Kunal Sen discusses COVID-19 and subnational state capacity in India

Seminar at the School of Development Studies, Ambedkar University, New Delhi

Kunal Sen discusses COVID-19 and subnational state capacity in India


Kunal Sen delivers a seminar on key findings from the UNU-WIDER research project COVID-19 and subnational state capacity in India at the School of Development Studies, Ambedkar University in Delhi, India. The project's detailed studies of the interrelationships between state capacity, policy response, and key outcomes during the COVID-19 pandemic across Indian states provide a rare comparative insight into the critical factors that account for an effective state response to emergent crises. The collection of studies Dr. Sen covers in this seminar are the subject of a forthcoming edited volume. They form a part of the research undertaken as a part of The state and statebuilding in the Global South project.    

About

During a crisis, the state plays a crucial role in responding the needs of the citizens and non-citizens within its borders, particularly with respect to needs that would impact their public health and socioeconomic wellbeing. In response to the COVID-19 pandemic, there is a growing body of research that focuses on the role and diverse capacities of national state institutions in this regard (e.g., Ang, 2020; Fukuyama, 2020; Gisselquist & Vaccaro, 2022; Mao, 2021; Patterson & Balogun, 2021). Much less research attention has been paid the role of the state at the subnational level (with some key exceptions, e.g., Basu & Mazumder, 2021; Imai, Kaicker, & Gaiha, 2021; Kujur & Goswami, 2020). However, in many countries, subnational state institutions clearly played a significant role in the pandemic response.

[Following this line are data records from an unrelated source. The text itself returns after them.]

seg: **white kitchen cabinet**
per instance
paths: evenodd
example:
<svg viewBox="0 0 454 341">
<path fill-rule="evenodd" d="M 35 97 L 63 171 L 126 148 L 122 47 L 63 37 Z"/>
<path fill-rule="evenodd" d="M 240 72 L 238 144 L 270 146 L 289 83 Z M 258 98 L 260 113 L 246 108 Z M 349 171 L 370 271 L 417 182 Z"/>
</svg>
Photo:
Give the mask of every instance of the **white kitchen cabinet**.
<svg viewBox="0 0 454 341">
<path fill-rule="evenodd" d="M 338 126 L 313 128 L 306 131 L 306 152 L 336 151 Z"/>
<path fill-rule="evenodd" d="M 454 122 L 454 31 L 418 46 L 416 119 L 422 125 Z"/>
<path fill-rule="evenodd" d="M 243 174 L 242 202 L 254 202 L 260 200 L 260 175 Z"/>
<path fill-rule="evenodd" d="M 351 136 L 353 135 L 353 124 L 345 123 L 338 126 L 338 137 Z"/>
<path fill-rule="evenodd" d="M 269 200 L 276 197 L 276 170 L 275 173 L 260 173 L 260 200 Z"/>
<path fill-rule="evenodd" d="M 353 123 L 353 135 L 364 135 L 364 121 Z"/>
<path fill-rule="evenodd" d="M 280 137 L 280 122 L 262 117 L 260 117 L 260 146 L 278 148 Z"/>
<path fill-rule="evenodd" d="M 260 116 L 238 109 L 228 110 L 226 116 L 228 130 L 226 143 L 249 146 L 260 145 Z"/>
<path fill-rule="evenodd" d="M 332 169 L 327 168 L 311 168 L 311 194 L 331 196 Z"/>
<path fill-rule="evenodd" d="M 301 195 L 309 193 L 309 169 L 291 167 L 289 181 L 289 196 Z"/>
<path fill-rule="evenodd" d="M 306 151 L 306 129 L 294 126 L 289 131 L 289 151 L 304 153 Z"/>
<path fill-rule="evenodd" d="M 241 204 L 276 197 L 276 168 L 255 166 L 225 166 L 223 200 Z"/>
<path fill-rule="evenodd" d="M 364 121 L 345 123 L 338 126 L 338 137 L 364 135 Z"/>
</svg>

This research collection addresses this research gap through a focused consideration of COVID-19’s impact and subsequent policy response in India, at the level of states and union territories. It adopts a nested analysis approach, combining quantitative analysis of available data across India’s states with five in-depth state-level case studies.

Building on initial quantitative analysis, five states were identified for an in-depth study: Bihar, Kerala, Maharashtra, Uttar Pradesh, and West Bengal. Case studies go beyond the numbers to provide a nuanced consideration of the interrelationships between state capacity, policy response, and pandemic outcomes.

In so doing, the work offers new empirical insight into what happened during the first two waves of the pandemic across India’s states, and what this variation and experience tells us about the nature of subnational state institutions. Pandemic response and outcomes have continued to evolve, but this early period of the pandemic offers an important snapshot into the functioning of states in crisis, at all levels, and in environments of limited information.